Une chronique politique sans parti pris

La loi sur le CO2 pénalise ceux qui polluent le moins

Les taxes sur le CO2 ont l’effet pervers de pénaliser ceux qui en produisent le moins. Il en est de même des droits à polluer qu’un pays riche peut acheter sur une bourse internationale.

La loi suisse sur le CO2 est discutée au Conseil des Etats après avoir été censurée au Conseil national, au point d’avoir été refusée par les uns parce qu’elle en faisait trop et par les autres parce qu’elle en faisait trop peu.

Elle repose essentiellement sur l’instauration de taxes. Par exemple : jusqu’à 120 CHF pour un déplacement en avion ; de 12 centimes par litre d’essence ; de 210 CHF par tonne de combustible. Ce renchérissement ne changera pas les habitudes de ceux qui en ont les moyens, il freinera ceux qui ne les ont pas. Les premiers continueront à polluer comme avant, les seconds seront réduits à économiser. Certes l’argent ainsi collecté serait reversé à la population, par exemple par un fonds pour le climat subventionnant l’assainissement des immeubles, profitable plus aux propriétaires qu’aux locataires.

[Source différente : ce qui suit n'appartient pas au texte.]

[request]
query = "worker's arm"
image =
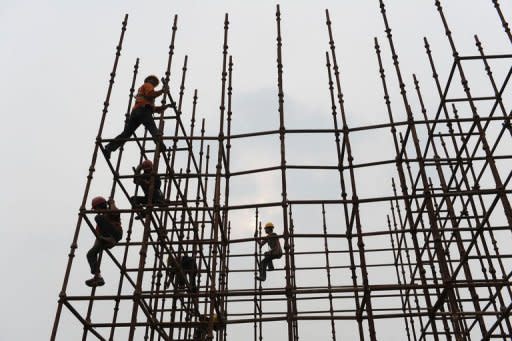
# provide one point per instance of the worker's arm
(112, 205)
(150, 95)
(137, 178)
(162, 108)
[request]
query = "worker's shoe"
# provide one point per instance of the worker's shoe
(96, 281)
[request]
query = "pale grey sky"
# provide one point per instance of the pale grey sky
(55, 61)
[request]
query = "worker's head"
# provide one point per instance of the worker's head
(147, 166)
(269, 227)
(99, 203)
(152, 79)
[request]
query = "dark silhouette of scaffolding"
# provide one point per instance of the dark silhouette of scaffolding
(446, 239)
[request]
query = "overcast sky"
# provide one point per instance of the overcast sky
(55, 64)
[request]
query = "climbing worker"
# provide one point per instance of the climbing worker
(201, 331)
(144, 181)
(108, 233)
(142, 113)
(275, 251)
(189, 268)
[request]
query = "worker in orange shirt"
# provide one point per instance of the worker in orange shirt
(142, 113)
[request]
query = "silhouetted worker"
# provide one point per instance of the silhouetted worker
(142, 113)
(189, 267)
(144, 181)
(275, 251)
(108, 233)
(201, 331)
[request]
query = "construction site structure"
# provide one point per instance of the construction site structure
(438, 267)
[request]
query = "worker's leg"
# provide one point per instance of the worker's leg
(107, 229)
(92, 257)
(263, 266)
(148, 122)
(133, 123)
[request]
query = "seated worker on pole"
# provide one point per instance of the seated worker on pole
(275, 251)
(108, 233)
(144, 181)
(189, 267)
(142, 113)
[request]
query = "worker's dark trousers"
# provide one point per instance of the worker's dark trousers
(141, 115)
(189, 268)
(106, 229)
(267, 262)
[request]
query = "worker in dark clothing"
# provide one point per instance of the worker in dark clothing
(275, 251)
(142, 113)
(201, 331)
(144, 181)
(108, 233)
(189, 267)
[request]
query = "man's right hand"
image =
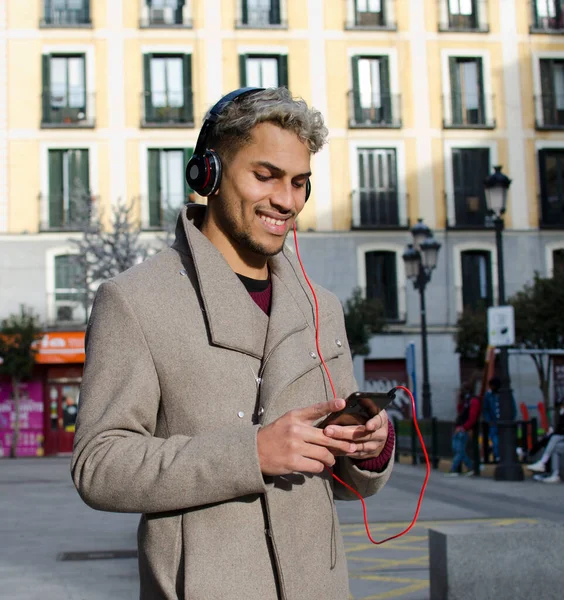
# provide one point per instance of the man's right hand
(292, 445)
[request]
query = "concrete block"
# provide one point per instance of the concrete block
(519, 561)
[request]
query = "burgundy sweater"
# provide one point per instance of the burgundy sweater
(261, 292)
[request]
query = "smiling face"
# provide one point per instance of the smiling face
(262, 192)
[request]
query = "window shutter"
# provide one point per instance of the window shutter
(385, 97)
(188, 116)
(357, 108)
(154, 188)
(243, 70)
(78, 185)
(283, 70)
(149, 111)
(455, 92)
(244, 14)
(482, 119)
(56, 188)
(275, 12)
(46, 98)
(187, 189)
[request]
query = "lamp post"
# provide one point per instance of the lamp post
(496, 186)
(420, 259)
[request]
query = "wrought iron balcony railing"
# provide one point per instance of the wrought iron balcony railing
(464, 19)
(166, 17)
(381, 111)
(67, 109)
(381, 19)
(464, 111)
(167, 108)
(64, 17)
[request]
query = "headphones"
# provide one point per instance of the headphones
(203, 171)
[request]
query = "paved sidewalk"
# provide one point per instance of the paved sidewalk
(42, 519)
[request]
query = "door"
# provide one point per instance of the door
(63, 409)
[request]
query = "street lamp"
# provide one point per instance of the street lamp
(497, 186)
(420, 259)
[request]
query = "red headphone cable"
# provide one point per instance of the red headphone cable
(399, 387)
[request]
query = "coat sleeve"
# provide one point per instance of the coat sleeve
(118, 463)
(365, 482)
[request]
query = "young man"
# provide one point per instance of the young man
(203, 383)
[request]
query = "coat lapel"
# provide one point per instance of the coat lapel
(235, 321)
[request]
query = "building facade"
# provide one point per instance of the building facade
(101, 102)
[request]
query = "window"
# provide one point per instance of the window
(168, 190)
(162, 13)
(558, 261)
(459, 15)
(548, 15)
(61, 13)
(477, 289)
(470, 167)
(264, 71)
(260, 13)
(552, 93)
(69, 189)
(168, 90)
(381, 281)
(372, 104)
(551, 171)
(69, 290)
(64, 96)
(467, 102)
(378, 187)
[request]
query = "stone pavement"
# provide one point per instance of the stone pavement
(53, 547)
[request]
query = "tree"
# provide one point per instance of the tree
(102, 253)
(471, 335)
(19, 334)
(539, 323)
(364, 317)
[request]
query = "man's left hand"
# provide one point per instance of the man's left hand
(369, 438)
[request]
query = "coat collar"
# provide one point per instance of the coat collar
(235, 321)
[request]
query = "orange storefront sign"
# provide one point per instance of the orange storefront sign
(61, 347)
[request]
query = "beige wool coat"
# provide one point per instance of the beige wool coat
(169, 412)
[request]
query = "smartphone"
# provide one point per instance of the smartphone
(360, 407)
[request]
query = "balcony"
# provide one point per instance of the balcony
(474, 22)
(466, 112)
(383, 19)
(167, 109)
(65, 212)
(373, 113)
(549, 111)
(166, 17)
(377, 209)
(67, 110)
(260, 18)
(547, 16)
(64, 17)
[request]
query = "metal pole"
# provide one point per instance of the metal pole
(426, 391)
(508, 469)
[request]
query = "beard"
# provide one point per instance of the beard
(241, 235)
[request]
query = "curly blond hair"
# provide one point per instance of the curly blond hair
(234, 125)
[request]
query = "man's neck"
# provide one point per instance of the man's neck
(243, 262)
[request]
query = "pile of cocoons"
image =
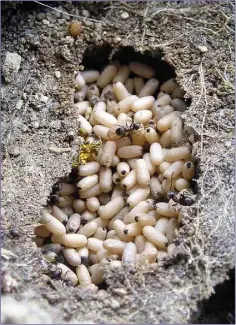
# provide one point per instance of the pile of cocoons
(114, 210)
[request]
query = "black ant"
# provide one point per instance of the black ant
(53, 200)
(124, 131)
(182, 200)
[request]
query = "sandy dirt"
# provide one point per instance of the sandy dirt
(197, 40)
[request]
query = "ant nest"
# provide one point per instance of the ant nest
(121, 204)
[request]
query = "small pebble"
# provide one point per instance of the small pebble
(85, 13)
(75, 28)
(202, 49)
(58, 74)
(15, 232)
(124, 15)
(45, 22)
(19, 104)
(228, 144)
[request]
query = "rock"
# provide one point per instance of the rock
(85, 13)
(228, 144)
(25, 312)
(14, 150)
(58, 74)
(19, 104)
(11, 66)
(124, 15)
(44, 99)
(202, 49)
(56, 124)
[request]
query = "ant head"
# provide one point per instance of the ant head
(136, 126)
(56, 274)
(188, 201)
(53, 200)
(56, 187)
(120, 131)
(171, 195)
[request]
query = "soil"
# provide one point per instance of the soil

C’est ce qui s’est passé en France. En augmentant les taxes sur l’essence, le gouvernement a pénalisé la classe des travailleurs qui sont obligés d’utiliser une voiture pour se rendre à leur travail, au point de susciter la révolte des gilets jaunes. Finalement il a dû capituler et consentir des subsides au niveau de 12 milliards d’euros pour apaiser la révolte. La leçon est claire : toute politique de gestion de la transition climatique doit se préoccuper de justice sociale. Ce ne sont pas les pauvres qui polluent mais les riches.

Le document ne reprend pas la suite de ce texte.